Don’t talk about it ‘cause I might feel so sad Don’t talk about it ‘cause I might feel so bad Don’t talk about it ‘cause I might feel so blue Don’t talk about it ‘cause I’m in love with you now Chorus Hey hey hey, hey hey hey, hey hey hey, hey hey hey Hey hey hey, hey hey hey, hey hey hey Don’t talk about it ‘cause you’re messing around now Don’t talk about it ‘cause you make me feel down Don’t talk about it ‘cause I can’t take no more now Don’t talk about it ‘cause I’m leaving for sure now Repeat chorus Guitar solo Repeat first verse Repeat chorus Jim Pembroke 1967 Artist: Blues Section Line-up: Jim Pembroke, vocal Hasse Walli, guitars Måns Groundstroem, bass Ronnie Österberg, drums Saxophone, Eero Koivistoinen Release: A-side of 7” single Love Records LRS 1006, October 1967 Studio: Finnvox Producer: Otto Donner Engineer: Erkki Hyvönen
General comment: This is the A-side of Blues Section’s second single. See ‘Only Dreaming’ for more general comments.

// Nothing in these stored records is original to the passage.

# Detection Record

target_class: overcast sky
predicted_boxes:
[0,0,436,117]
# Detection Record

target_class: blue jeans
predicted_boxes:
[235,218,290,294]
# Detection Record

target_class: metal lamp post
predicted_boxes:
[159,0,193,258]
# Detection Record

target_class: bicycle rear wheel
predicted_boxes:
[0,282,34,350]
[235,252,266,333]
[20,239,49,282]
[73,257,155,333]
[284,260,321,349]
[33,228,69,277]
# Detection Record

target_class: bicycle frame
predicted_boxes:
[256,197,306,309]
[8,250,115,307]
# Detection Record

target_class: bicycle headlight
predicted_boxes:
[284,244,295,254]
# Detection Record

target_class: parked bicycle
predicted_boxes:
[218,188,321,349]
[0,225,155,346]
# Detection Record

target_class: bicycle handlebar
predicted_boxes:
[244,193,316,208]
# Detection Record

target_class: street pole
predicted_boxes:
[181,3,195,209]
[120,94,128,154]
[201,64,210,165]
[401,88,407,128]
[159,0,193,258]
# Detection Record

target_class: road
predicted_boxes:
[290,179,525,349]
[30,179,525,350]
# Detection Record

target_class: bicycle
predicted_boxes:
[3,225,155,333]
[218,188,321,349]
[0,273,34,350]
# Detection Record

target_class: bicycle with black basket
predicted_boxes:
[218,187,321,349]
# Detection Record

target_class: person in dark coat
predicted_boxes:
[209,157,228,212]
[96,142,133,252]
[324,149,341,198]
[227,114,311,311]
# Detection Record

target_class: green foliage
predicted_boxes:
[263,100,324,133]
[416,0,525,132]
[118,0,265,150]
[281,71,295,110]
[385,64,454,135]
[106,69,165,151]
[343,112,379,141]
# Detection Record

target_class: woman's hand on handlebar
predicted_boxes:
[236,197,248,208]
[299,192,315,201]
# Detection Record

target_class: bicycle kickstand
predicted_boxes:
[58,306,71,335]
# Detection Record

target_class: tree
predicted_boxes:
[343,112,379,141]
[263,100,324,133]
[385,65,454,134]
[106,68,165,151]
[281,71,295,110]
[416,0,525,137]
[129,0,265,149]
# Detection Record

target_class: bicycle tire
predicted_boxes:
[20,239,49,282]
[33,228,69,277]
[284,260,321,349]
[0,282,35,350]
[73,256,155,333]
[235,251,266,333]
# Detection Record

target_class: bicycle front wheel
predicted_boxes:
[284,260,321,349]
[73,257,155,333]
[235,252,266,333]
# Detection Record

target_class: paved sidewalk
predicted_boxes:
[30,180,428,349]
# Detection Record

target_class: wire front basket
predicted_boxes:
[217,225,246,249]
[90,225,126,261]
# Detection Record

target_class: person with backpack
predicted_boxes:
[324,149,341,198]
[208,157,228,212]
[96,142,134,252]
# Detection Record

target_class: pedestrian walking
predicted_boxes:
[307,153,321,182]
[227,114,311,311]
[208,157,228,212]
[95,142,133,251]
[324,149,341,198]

The Music: It may the true that Jukka Tolonen Band invented Funk/Punk, as they used to announce at their gigs, but more than ten years earlier Blues Section were playing in a style that can only be described as ‘Jazz/Punk’: a simple, melodic pop song torn to shreds by a howling saxophone and a badly distorted guitar. You certainly can’t complain that the guys are selling out to be commercial on this, their second single, and the B-side ‘Shivers Of Pleasure’ (not a Pembroke song, so it falls outside the scope here) is even more ‘far out’, which is probably why it has escaped all the re-issue programmes save the 1980s LP ‘Once More For The Road’.
The structure is ultra simple, a two-chord riff drives the chorus, which has the same, repetitive two notes sung over four different chords. As with Pembroke’s previous compositions up until this point it is all pretty much the kind of stuff songwriters tend to come up with rather soon after having learned a few basic chords on a guitar.

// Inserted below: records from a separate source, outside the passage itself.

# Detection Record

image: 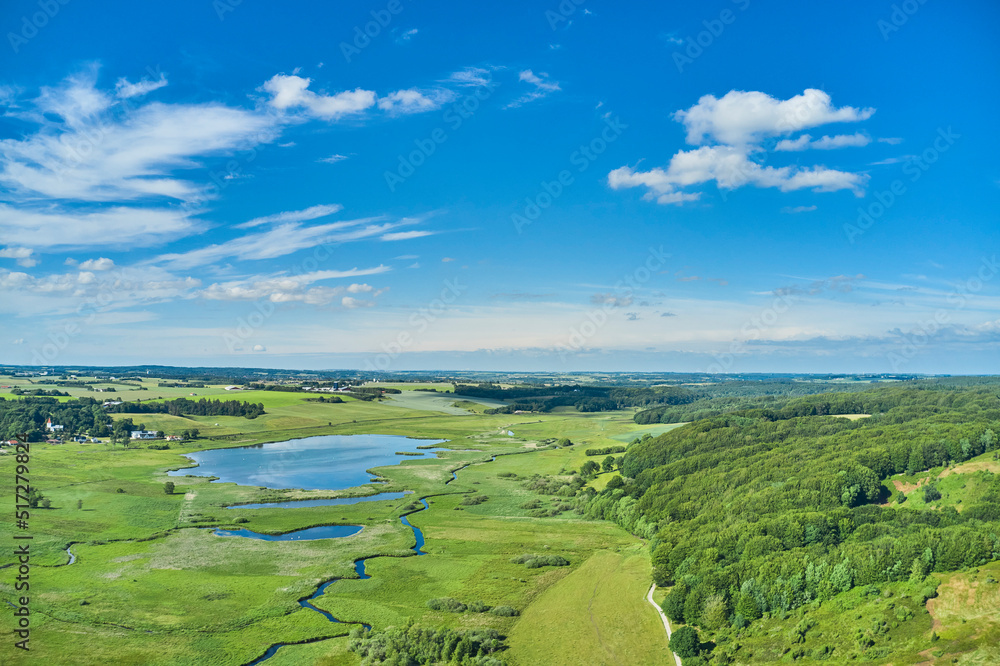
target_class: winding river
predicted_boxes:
[169,435,496,666]
[246,498,430,666]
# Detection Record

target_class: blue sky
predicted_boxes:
[0,0,1000,373]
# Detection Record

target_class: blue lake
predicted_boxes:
[226,490,413,509]
[169,435,446,490]
[212,525,362,541]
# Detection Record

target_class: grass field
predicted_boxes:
[0,380,664,666]
[510,547,673,666]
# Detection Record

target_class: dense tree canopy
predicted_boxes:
[581,378,1000,628]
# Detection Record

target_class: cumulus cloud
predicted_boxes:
[80,257,115,271]
[504,69,562,109]
[590,293,635,308]
[774,132,872,152]
[442,67,492,87]
[674,88,875,146]
[153,218,406,268]
[378,88,455,115]
[0,262,201,314]
[608,89,874,204]
[197,266,389,307]
[260,74,375,120]
[0,247,39,268]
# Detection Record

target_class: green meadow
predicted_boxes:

My main objection is the sound of the distorted guitar, which is simply awful. There are a lot of nasty, high frequencies slipping through, known as ‘dirty’ or ‘un-harmonic’ distortion. In fact, most distortion pedals make such sounds but they are cut off by the average guitar amp, which reproduces only little beyond 3.5 kHz. To get a sound like the one Walli has on this track you either have to use a non dedicated amp for your guitar, or you plug directly from the pedal into the mixing consol in the studio. In any case the result isn’t anything to strive for, to put it diplomatically.

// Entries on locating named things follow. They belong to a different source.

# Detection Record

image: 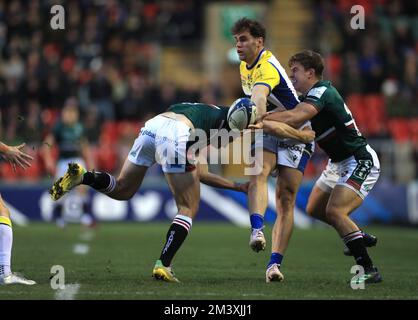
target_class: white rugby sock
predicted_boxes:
[0,224,13,276]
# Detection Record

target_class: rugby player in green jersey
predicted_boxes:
[255,50,382,283]
[50,98,314,282]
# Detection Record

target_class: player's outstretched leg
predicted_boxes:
[249,220,266,252]
[0,202,36,286]
[344,231,377,256]
[266,263,284,283]
[152,260,180,282]
[49,163,86,201]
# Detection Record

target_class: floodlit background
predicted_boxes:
[0,0,418,299]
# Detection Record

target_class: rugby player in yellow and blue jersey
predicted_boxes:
[263,50,382,284]
[50,98,314,282]
[231,18,314,282]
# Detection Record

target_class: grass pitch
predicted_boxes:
[0,221,418,300]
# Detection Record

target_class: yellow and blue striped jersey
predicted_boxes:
[240,49,299,111]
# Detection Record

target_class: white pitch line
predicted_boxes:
[55,283,80,300]
[73,243,90,255]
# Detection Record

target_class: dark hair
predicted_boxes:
[231,17,266,40]
[289,50,324,78]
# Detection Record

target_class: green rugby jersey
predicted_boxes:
[167,102,229,137]
[300,80,370,162]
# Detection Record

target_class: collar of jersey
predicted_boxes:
[245,48,266,70]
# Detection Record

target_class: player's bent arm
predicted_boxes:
[263,120,315,143]
[81,138,96,168]
[197,163,248,193]
[264,102,318,128]
[0,141,33,171]
[41,134,55,174]
[251,84,270,117]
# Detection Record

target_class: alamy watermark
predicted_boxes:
[350,4,366,30]
[350,264,366,290]
[50,265,65,290]
[49,4,65,30]
[130,127,263,175]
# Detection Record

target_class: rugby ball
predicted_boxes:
[227,98,257,131]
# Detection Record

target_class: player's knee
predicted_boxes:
[326,205,341,225]
[0,205,10,219]
[112,179,137,201]
[305,202,316,217]
[276,188,296,212]
[179,205,199,218]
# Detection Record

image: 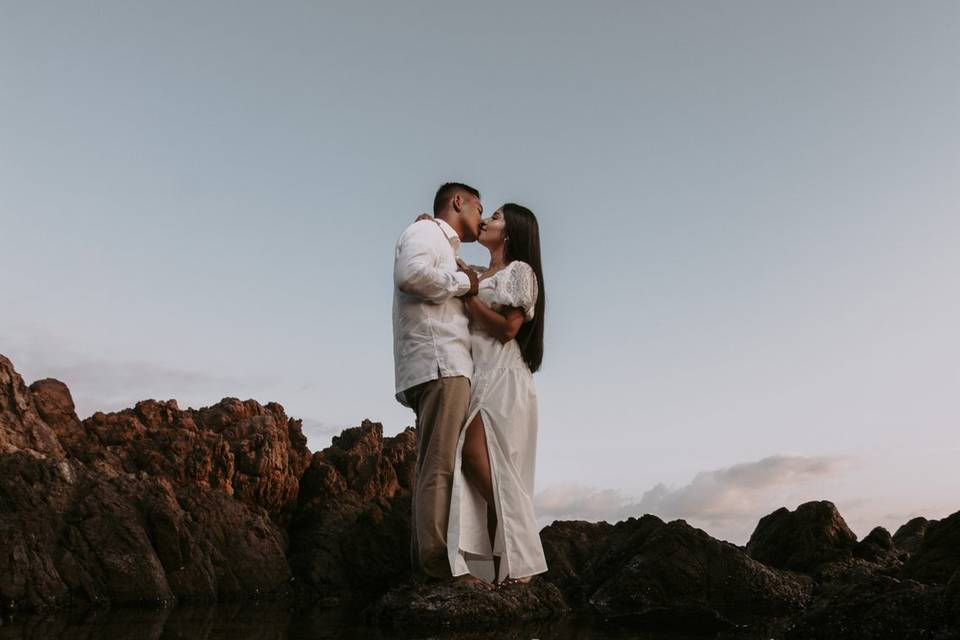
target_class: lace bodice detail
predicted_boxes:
[480,260,539,322]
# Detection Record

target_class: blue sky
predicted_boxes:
[0,1,960,542]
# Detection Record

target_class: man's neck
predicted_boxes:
[437,209,463,241]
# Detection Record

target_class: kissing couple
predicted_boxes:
[393,182,547,589]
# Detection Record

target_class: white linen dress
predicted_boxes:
[447,261,547,581]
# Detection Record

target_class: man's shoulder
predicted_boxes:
[400,220,444,242]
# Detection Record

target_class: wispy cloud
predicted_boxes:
[303,418,350,451]
[0,328,271,418]
[534,455,852,542]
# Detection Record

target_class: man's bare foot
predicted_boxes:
[452,573,496,590]
[497,576,533,587]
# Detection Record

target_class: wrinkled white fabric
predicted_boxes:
[447,261,547,581]
[393,220,473,406]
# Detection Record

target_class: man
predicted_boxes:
[393,182,483,582]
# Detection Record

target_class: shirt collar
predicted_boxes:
[434,218,460,251]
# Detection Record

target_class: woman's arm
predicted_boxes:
[463,296,523,344]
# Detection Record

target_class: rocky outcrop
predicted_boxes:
[0,356,309,609]
[893,518,936,553]
[903,512,960,584]
[361,581,569,629]
[290,421,417,606]
[542,515,813,632]
[0,355,65,459]
[747,501,857,575]
[0,356,960,639]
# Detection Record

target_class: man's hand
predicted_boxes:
[457,264,480,298]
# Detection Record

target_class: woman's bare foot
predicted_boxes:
[497,576,533,587]
[453,573,496,590]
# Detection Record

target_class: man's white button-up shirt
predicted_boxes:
[393,220,473,406]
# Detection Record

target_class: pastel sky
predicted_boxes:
[0,0,960,543]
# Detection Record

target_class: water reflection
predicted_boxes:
[0,604,792,640]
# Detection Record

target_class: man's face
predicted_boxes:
[460,193,483,242]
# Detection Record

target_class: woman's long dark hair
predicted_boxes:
[503,202,547,373]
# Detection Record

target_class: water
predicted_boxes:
[0,604,782,640]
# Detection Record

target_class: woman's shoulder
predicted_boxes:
[504,260,533,275]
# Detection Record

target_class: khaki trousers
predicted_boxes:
[407,376,470,578]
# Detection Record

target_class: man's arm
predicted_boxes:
[393,224,476,304]
[464,296,524,344]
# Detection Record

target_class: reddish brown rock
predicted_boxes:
[289,421,416,606]
[0,355,66,460]
[0,356,310,609]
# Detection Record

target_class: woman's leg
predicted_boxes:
[463,412,500,580]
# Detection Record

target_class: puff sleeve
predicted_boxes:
[496,260,539,322]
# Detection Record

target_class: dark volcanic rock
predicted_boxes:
[787,576,960,640]
[0,356,309,609]
[540,516,616,609]
[902,511,960,584]
[853,527,900,566]
[747,501,857,575]
[542,515,813,631]
[289,421,417,605]
[362,578,567,628]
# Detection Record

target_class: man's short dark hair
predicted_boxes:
[433,182,480,216]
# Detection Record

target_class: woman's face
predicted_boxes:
[477,208,507,249]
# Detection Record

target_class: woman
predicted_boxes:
[447,203,547,586]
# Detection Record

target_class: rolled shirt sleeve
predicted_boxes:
[393,221,470,304]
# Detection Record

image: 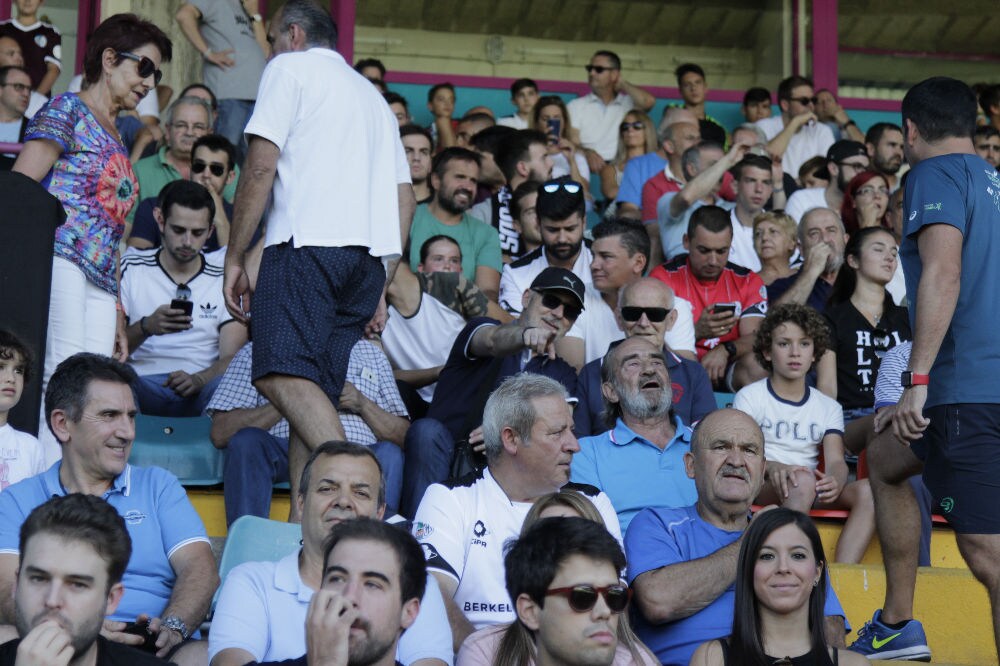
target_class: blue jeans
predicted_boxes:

The lyric: At a glance there seems to be nothing much to come for here, save some repetitive phrases meant to carry the melody. But it would be wrong to dismiss this lyric so hastely. As with many other Pembroke lyrics the song features a male narrator pleading with his girlfriend to ‘treat him right’. Knowing quite a few couples where the man is English and the woman Nordic I can’t help but spot certain recurring difficulties, and it is hard not to draw parallels between these and essential parts of Pembroke’s lyrical production. There are some very basic differences between the roles that men and women are supposed to live up to when coming from such diverse backgrounds, and it often leads to serious problems. I don’t know much about Pembroke’s private life, but we must assume he has known one or two Nordic women in his time and it is mainly his experiences from these relationships he deals with in his songs (as Finland was where he basically spent his time from 1965 onwards). Viewed on that background there suddenly seems to be a heartfeltness to this lyric that a swift glance might not disclose. The narrator’s pleadings – and eventually his threats to leave the relationship if she keeps talking about ‘it’ (whatever ‘it’ is) – come across as true and honest. It seems that we’re listening to one side of a very serious and genuine argument. This guy is deeply frustrated (and to make matters worse his girlfriend’s poxy, longhaired little brother in the next room with the new fuzz box he got for Christmas is making a horrendous noise like a dentist’s drill, satana perkele! But hey, hey, hey ... take a chill pill, maaaan!).